いや、それは書かないでください! ハードルが上がると面白いこと言わなきゃいけなくなるんで(笑)。笑いは意図して取りに行ってるわけではないですから。結果的にドッと沸くこともありますけど、逆にシーンってなることも普通にあるので。でもそうやってお客さんとコミュニケーションを取ったり、イジったり、イジられたりするのは好きなので、アットホームな、楽しいライブツアーにできたらいいですね。
- ニューシングル「らへん」 / 2013年5月15日発売 / DefSTAR Records
- 初回限定盤 [CD] 1200円 / DFCL-2000
- 通常盤 [CD] 1000円 / DFCL-2001
収録曲
- らへん
- 3度目の告白
- らへん -アコースティックver(初回生産限定盤のみ収録)
ライブ情報
「らへん」CD発売記念スペシャルミニライブツアー
- 2013年5月17日(金)
愛知県 アスナル金山 - 2013年5月18日(土)
愛知県 イオンモール名古屋みなと 1Fワールドコート - 2013年5月19日(日)
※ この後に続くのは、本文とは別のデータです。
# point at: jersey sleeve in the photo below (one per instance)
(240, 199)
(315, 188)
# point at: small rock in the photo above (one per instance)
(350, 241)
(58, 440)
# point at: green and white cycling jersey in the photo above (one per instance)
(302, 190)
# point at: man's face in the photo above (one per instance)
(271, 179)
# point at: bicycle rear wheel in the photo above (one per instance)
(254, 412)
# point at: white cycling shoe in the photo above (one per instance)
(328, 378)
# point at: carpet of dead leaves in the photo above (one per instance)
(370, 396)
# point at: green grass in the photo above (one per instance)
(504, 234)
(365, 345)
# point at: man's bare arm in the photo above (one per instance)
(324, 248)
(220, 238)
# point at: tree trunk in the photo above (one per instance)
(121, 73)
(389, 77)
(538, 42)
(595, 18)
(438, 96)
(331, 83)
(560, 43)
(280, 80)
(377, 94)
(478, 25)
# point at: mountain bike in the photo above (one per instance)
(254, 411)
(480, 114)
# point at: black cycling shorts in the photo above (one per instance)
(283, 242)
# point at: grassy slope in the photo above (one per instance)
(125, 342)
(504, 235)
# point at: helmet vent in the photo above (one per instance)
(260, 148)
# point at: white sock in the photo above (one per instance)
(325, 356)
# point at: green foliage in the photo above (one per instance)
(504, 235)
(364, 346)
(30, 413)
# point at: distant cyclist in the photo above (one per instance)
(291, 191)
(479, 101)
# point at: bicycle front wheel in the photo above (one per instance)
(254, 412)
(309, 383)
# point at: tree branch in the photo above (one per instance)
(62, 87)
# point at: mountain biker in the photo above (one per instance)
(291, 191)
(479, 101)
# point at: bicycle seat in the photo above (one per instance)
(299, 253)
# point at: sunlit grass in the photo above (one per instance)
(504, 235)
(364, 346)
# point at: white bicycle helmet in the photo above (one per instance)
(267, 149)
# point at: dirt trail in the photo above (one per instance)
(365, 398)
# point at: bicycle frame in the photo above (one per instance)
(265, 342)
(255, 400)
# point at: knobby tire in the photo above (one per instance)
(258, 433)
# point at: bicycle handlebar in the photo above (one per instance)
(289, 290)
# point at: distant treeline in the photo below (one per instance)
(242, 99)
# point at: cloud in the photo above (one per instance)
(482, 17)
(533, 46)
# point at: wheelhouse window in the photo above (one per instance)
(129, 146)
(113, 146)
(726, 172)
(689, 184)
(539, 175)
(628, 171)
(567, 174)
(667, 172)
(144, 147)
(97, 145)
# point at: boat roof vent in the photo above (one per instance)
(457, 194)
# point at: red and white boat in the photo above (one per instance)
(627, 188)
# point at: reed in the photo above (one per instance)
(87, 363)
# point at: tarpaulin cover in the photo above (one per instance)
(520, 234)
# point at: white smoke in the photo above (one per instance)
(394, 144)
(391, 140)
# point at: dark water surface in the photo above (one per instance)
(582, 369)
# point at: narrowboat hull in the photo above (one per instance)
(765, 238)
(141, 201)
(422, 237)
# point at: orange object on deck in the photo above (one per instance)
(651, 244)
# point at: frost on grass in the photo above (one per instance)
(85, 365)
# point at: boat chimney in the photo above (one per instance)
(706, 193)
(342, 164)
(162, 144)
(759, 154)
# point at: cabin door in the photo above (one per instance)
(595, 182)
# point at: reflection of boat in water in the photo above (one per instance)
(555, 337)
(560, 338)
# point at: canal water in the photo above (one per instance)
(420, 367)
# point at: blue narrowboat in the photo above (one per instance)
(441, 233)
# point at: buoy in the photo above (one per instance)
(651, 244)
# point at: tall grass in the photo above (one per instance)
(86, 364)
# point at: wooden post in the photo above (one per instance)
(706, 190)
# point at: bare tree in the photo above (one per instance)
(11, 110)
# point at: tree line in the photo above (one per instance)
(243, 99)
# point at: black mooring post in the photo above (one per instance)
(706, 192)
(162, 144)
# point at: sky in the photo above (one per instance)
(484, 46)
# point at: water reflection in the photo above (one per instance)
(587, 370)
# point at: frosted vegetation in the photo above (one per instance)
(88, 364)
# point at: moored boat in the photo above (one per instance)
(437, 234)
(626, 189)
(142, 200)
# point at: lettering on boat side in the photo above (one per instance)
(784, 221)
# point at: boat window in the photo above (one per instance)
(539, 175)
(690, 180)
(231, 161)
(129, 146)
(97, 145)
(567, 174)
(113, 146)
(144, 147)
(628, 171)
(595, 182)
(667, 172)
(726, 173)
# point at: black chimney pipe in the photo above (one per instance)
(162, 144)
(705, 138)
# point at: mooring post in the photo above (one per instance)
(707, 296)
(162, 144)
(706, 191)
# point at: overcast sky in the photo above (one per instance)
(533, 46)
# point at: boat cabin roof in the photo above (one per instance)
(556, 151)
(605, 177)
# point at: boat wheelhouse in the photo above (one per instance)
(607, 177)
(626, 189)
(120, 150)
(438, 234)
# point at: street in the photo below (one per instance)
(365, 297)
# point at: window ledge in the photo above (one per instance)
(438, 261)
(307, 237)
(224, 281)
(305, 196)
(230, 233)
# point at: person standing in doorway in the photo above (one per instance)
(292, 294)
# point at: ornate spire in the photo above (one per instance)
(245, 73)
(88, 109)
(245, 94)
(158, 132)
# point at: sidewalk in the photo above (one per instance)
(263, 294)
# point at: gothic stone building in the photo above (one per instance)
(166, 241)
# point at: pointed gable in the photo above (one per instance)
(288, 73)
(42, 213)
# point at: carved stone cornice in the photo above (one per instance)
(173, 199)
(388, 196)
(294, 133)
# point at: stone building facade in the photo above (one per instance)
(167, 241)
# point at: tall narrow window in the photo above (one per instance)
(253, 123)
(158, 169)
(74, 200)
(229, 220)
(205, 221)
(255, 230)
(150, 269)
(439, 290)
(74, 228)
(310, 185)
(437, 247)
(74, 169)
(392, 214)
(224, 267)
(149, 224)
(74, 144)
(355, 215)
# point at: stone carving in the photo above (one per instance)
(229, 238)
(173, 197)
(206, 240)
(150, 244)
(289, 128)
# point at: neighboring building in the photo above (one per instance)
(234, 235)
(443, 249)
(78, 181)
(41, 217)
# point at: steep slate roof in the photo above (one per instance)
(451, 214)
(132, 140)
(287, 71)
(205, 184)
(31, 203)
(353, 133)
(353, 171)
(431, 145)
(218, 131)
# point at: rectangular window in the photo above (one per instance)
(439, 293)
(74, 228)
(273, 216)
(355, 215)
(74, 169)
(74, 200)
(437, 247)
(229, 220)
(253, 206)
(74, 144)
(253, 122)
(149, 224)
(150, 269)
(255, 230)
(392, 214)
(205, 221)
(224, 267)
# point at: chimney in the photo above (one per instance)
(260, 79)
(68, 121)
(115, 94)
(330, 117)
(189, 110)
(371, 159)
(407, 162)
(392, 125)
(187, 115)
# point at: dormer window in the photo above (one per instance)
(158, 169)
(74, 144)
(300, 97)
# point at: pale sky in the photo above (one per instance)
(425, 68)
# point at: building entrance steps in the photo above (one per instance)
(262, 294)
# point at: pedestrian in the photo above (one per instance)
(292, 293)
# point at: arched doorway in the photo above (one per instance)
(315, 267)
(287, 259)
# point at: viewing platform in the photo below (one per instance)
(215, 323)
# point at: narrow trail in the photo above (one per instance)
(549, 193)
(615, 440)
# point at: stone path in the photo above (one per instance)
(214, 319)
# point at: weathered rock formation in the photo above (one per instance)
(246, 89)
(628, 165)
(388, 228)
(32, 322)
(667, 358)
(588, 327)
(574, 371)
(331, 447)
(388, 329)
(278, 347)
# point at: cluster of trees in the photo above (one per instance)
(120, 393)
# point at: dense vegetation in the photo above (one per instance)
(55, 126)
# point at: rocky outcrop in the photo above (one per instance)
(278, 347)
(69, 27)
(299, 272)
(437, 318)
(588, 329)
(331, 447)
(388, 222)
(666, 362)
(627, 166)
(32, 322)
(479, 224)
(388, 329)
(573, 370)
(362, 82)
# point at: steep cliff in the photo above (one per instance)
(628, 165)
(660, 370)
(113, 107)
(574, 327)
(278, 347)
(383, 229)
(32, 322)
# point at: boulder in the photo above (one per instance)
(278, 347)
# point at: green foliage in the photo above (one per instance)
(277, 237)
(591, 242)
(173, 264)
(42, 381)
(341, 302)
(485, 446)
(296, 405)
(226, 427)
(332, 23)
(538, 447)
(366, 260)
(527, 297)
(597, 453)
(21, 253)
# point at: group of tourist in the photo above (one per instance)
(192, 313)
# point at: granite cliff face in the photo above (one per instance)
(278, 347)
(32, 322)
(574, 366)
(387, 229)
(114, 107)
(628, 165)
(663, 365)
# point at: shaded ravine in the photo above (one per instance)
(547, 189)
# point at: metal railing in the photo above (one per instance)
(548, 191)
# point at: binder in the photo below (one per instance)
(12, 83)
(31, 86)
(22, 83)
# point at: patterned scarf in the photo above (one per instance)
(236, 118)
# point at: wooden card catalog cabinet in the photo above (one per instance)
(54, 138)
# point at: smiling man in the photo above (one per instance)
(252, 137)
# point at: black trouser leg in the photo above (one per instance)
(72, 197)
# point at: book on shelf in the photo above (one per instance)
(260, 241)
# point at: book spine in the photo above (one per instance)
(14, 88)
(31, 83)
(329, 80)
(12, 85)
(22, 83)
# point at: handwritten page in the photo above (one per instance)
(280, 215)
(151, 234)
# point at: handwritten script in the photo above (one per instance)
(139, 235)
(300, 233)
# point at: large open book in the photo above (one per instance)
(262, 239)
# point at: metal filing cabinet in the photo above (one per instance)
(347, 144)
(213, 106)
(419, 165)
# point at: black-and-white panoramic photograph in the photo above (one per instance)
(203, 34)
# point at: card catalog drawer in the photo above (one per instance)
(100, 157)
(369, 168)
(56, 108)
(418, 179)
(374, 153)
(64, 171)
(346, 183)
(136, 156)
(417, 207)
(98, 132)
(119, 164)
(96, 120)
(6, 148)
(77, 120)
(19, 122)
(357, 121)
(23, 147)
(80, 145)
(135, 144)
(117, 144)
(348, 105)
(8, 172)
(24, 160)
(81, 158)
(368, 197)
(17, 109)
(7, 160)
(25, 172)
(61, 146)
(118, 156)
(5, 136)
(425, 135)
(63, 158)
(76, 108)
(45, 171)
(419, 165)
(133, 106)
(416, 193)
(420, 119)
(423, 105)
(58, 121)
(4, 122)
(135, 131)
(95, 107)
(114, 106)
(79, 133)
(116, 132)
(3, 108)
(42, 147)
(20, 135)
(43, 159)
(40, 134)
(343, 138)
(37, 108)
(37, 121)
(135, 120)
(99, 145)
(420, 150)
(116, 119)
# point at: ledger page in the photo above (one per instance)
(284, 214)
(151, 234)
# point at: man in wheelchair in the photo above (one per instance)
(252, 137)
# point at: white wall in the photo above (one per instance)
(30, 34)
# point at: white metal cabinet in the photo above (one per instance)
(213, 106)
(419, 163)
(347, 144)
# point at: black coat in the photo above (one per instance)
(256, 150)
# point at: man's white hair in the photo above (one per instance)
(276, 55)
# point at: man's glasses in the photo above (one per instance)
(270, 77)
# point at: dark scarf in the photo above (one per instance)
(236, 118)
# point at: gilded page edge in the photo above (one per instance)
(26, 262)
東京都 タワーレコード渋谷店 3Fイベントスペース - 2013年5月25日(土)
福岡県 キャナルシティ博多 B1Fサンプラザステージ - 2013年5月26日(日)
大阪府 タワーレコード梅田NU茶屋町店
※すべて観覧無料
近藤晃央 1st TOUR ~ui ui she~
- 2013年6月22日(土)
大阪府 心斎橋Music Club JANUS - 2013年6月24日(月)
福岡県 福岡ROOMS - 2013年6月28日(金)
東京都 WWW - 2013年7月3日(水)
愛知県 名古屋Electric Lady Land
近藤晃央(こんどうあきひさ)
愛知県刈谷市出身の男性シンガーソングライター。中学生時代にギターを始め、ライブハウスや音楽関係の会社で働いた後、23歳のときにアーティストとして活動することを決意し退社。2009年より楽曲制作に専念し、東京や地元の愛知県を中心にストリートライブを開始。以来着実に活動の範囲を拡大し、2012年には愛知県の学生たちとコラボレーションしたフリーライブイベント「UTAPHICA」を主催し、「ap bank fes’12 Fund for Japan」にも出演する。9月にはシングル「フルール」でメジャーデビューを果たし、12月にはテレビアニメ「宇宙兄弟」のエンディングテーマとなる2ndシングル「テテ」をリリース。そして2013年5月、亀田誠治プロデュースによる3rdシングル「らへん」を発表する。